Anonymous Community Member/ Plantation Descendant
I just have this one question that stays in my head and I'm going to ask it, because of the conversations I've heard. Can we really say that plantations exists, as by definition, what a plantation was back then? What my thoughts are is that the geographic area, the buildings, the history, the story, the memories—that exists. But truly, a “plantation”, as we might define it to be—where crops are being grown and African Americans are enslaved, or working the crop for little or nothing, or just for a place to stay—do we still have that? I think the answer is no. What we do have are those same geographic areas that we have changed a little bit to create a more historical site to create that memory, or create that knowledge, or that education for us all to learn of those places.
My mother grew up on a plantation. She told me a lots of stories of what she endured. She told me stories of her dad plowing the fields with his mules. I was a little girl listening to those stories. I was raised in a four-room house, where I slept in the same bed as my brother. The other brothers live in the same room as us. We didn't have indoor facilities, we had an outhouse. That was our upbringing. I was born and raised in the house that my dad's grandmother lived in. And he restored the house to make it a family home for us as children and my mom. So I know the stories that my mom told me when she was a little girl growing up. And the stories that I heard going onto the plantations and from the tour guides. Someone mentioned that earlier, that there are different stories for each plantation, but some of them give you a more glorified story. While I was there, I was in a diversified group, a mixed group, and I felt like the tour guide looked in my face and said, Well, I don't really want to talk about the blacks or the slaves while this black lady is here…you know, it might hurt her feelings. But he hurt my feelings more by not telling. Because when I finished the tour, I'm like, why did he lie about what happened to black people? You know, as an example, my mom used to say, what happened at this very plantation so I was left in awe, you know. You're really not telling the real story here.

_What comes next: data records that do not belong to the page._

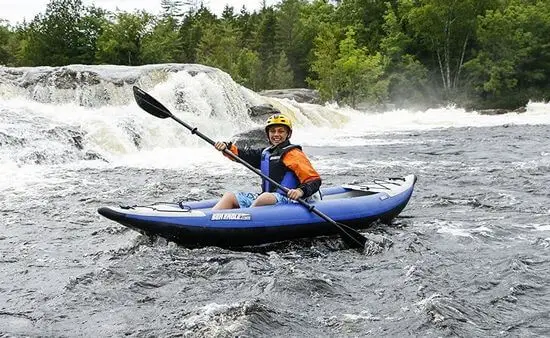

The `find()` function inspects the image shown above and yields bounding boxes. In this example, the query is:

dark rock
[233,128,269,148]
[477,109,510,115]
[248,104,276,123]
[259,88,321,104]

But I go back to the definition of plantation and, really, I think, since the Black Lives Matters, that definition has changed from what I had seen it before. It talks more about that as a place where lots of things are grown. That's the definition of Plantation. It doesn't talk about this as the place where slave workers worked and didn't get paid. And this is where they lived. So what is the authoritative source here? What do we really describe plantations to be? The million dollar question is do these plantations still exist as we identify them with that word? I'm confused. And so you know, I know some of those places or sites have called them museums, or a tour place or whatever. I mean, a nickel is a nickel is a nickel. But a plantation is not a plantation, is a planation, but I could be wrong
I've had many, many conversations with people who don't feel that it's okay to talk about these, unhappy stories, putting it that way. They’re sad, sad stories, but they happen and we need to know of them, our children need to know. I brought my little grand-girl over to Whitney to sit in the church in the same pew in the same place where my son sat when his grandmother was funeralised, in that very church, and took a picture of her and said “your dad sat right here with his little white shoes on asking me why is his grandmother late”.
My dad did not know how to read and he was of a lighter skin tone, so he was accepted in the house. His brother with a darker skin tone was not. I don't think his story is a lie.